Some of the sights and sounds of Yellowstone National Park stand to take a slight turn come summer 2021.
There will be the usual elk, bison, bears and other megafauna, of course — and the tourists awing and gawking at them. Depending on the status of the COVID-19 pandemic, international tourists may be making a grand return to the world’s first national park. The large gas-powered commercial buses that tote them have a shot at making their reappearance, as well. And then, at Canyon Village, there will be the new shuttles. All-electric shuttles. Without drivers. You read that right.
“The shuttles are worth looking at,” Yellowstone Superintendent Cam Sholly told the News&Guide last week. “We want to try this in small steps. We’re looking at the campground to the village, and the lodges to the village as a start.”
Someday, down the road, the park may attempt to run the small buses to destinations like Artist Point and other viewpoints of the Upper and Lower falls and the Grand Canyon of the Yellowstone. But for the time being they don’t want to risk stranding riders away from developed areas in the event that the battery-powered shuttle vehicles run out of juice.
The two autonomous, electric buses that will run from late May through August in Canyon Village are one of several strategies that Yellowstone is testing to try to alleviate peak-season crowding in the most congested areas of the park.
Yellowstone is also considering debuting much-more aggressive staffing and traffic control measures along the most crowded geyser basin drives in the park, Sholly said. A transit feasibility study is also launching to look at local shuttles at Old Faithful and Canyon Village.
But the Canyon Village shuttles are happening — with wheels on the ground — in 2021. The outfit that won a contract to run them is Orlando, Florida-based Beep Inc. Shuttles. It’s a four-month agreement, and one the first contracts the company has landed out West or in a wild environment, CEO Joy Moye told the News&Guide.

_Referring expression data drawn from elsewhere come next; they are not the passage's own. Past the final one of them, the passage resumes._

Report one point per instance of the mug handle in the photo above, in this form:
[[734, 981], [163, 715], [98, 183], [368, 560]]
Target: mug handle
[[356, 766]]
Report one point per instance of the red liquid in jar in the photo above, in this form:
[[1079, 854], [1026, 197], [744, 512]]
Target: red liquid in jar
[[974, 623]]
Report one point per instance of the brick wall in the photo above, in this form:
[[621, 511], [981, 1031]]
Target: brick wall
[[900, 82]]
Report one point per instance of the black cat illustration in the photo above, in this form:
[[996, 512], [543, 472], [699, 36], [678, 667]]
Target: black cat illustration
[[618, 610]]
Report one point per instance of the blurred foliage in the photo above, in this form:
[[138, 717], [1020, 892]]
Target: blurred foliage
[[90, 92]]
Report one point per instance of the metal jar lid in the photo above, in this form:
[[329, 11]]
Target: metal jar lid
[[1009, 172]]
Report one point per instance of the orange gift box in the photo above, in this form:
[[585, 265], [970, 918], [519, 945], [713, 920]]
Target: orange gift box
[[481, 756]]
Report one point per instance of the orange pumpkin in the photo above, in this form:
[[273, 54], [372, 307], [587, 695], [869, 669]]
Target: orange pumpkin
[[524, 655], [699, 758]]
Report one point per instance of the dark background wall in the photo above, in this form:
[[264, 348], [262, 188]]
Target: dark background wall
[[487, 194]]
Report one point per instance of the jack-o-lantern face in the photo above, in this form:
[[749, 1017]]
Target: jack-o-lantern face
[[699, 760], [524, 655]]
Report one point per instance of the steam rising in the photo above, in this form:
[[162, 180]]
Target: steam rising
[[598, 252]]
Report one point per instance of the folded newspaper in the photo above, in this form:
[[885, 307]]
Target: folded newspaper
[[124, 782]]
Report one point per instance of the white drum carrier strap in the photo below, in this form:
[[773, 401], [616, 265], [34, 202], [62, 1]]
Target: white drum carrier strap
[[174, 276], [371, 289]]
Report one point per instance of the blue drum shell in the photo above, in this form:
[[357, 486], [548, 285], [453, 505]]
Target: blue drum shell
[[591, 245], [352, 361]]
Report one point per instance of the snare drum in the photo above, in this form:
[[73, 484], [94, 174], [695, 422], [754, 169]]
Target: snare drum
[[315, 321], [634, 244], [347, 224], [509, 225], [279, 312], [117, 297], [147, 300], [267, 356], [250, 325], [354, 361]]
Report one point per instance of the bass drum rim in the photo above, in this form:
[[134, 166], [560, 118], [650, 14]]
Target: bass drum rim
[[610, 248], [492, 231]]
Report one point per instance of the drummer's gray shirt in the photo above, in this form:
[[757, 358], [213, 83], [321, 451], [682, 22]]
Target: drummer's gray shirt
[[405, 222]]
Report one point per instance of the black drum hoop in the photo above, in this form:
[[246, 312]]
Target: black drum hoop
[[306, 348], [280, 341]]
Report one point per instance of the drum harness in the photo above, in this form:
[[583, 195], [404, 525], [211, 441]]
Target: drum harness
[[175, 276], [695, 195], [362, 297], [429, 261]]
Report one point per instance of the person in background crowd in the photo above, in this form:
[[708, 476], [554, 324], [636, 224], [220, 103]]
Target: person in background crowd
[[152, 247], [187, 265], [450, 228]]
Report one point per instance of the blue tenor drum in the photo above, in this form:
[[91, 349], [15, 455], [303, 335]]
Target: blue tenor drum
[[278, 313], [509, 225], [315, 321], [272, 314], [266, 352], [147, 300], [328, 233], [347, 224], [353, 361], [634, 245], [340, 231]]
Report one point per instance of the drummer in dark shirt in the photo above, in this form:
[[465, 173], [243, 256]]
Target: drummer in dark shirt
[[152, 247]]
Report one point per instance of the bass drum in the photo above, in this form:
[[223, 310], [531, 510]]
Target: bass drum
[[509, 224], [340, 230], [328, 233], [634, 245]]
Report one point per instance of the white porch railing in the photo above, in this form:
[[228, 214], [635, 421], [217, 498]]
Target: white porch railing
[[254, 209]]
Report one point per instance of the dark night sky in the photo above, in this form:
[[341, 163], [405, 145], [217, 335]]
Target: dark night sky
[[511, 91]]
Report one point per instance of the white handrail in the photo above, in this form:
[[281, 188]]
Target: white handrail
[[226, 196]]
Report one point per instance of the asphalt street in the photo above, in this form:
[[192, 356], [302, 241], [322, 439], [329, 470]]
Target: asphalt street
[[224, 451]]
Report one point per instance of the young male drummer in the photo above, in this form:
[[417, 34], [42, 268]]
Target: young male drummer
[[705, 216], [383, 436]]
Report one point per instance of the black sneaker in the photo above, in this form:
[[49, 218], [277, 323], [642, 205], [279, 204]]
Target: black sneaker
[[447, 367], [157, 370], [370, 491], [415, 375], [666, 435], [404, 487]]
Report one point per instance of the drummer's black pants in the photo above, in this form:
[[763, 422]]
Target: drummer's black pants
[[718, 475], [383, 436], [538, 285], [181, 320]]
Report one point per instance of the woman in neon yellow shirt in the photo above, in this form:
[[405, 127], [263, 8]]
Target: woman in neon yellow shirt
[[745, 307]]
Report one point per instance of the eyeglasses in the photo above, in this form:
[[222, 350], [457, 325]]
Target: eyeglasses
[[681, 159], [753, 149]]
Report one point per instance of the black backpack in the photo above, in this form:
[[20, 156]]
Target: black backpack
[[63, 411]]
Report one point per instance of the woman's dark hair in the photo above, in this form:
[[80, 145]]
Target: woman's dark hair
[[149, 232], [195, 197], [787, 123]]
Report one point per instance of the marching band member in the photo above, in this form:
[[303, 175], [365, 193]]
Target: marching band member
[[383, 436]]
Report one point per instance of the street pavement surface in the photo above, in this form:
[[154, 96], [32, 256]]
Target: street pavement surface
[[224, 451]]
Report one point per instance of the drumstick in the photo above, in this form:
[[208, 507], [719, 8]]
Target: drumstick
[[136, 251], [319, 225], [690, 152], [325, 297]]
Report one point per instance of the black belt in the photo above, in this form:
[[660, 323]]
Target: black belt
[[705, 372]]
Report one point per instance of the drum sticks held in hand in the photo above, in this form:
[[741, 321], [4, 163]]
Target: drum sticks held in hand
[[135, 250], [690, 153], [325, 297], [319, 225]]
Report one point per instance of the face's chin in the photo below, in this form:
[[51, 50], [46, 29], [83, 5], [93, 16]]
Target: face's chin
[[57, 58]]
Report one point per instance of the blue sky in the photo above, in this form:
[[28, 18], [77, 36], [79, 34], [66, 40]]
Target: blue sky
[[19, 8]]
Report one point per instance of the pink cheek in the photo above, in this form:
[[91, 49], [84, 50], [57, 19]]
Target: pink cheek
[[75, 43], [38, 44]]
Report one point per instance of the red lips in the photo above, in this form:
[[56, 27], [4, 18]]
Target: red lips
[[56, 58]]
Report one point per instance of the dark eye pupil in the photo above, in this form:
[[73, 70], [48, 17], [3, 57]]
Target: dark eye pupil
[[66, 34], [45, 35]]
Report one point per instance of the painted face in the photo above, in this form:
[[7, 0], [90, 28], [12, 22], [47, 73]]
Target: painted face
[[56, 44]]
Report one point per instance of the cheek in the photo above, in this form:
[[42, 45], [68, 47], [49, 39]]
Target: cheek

“We’re doing corporate campuses,” Moye said, “and a lot of mixed-use developments where you’ve got medical centers and business centers, and retail and residential environments.”
No flagship national parks, though — until now.
“This is a pretty exciting use case for us,” Moye said. “We’re thrilled to be a part of it.”
Beep Inc. isn’t a manufacturer of electric shuttle buses. The collective of technology entrepreneurs who founded the business a couple years ago instead acquire electric buses from one of several manufacturers, like Local Motors and EasyMile. Beep Inc. then leaps through regulatory hoops, mapping and engineering of the routes, and deploying and staffing the vehicles.
Although driverless and lacking a cockpit, the vehicles will always have a trained “ambassador” on board the two shuttles, which will run simultaneously, Moye said. That person will snap into action in the event that, say, a FedEx truck is parked in the designated space where the Beep shuttle is programed to park.
“These vehicles are literally controlled by either a joystick or X-Box [style] controllers,” Moye said. “It’s not like you’ll see someone sitting behind a steering wheel crossing their hands.”
The guidance and collision-avoidance technologies installed in the shuttles use a combination of GPS and Lidar jointly with artificial intelligence that’s growing ever smarter, Moye said. In the event that something unexpected wanders into the road the vehicles can brake 10 times faster than a human can respond, he said.
While the manufacturer and model of vehicles Beep’s using in Yellowstone is not yet decided, Moye expects that the shuttles will carry about eight seated riders at a time. The two shuttles will run an identical, approximately 2-mile route on the same roads that other vehicles are using. The Beep Inc. shuttles will move about 75 people an hour.
Sholly views the electric, autonomous shuttles that are coming next May to Canyon as — potentially — a glimpse into a future when buses will run in many more parts of the park.
“People say we should have a parkwide shuttle,” Yellowstone’s superintendent said. “Maybe we’ll get there someday. I don’t think that’s a place to start, initially. But I think that these areas we know are highly congested and very popular — those are a good place to start.”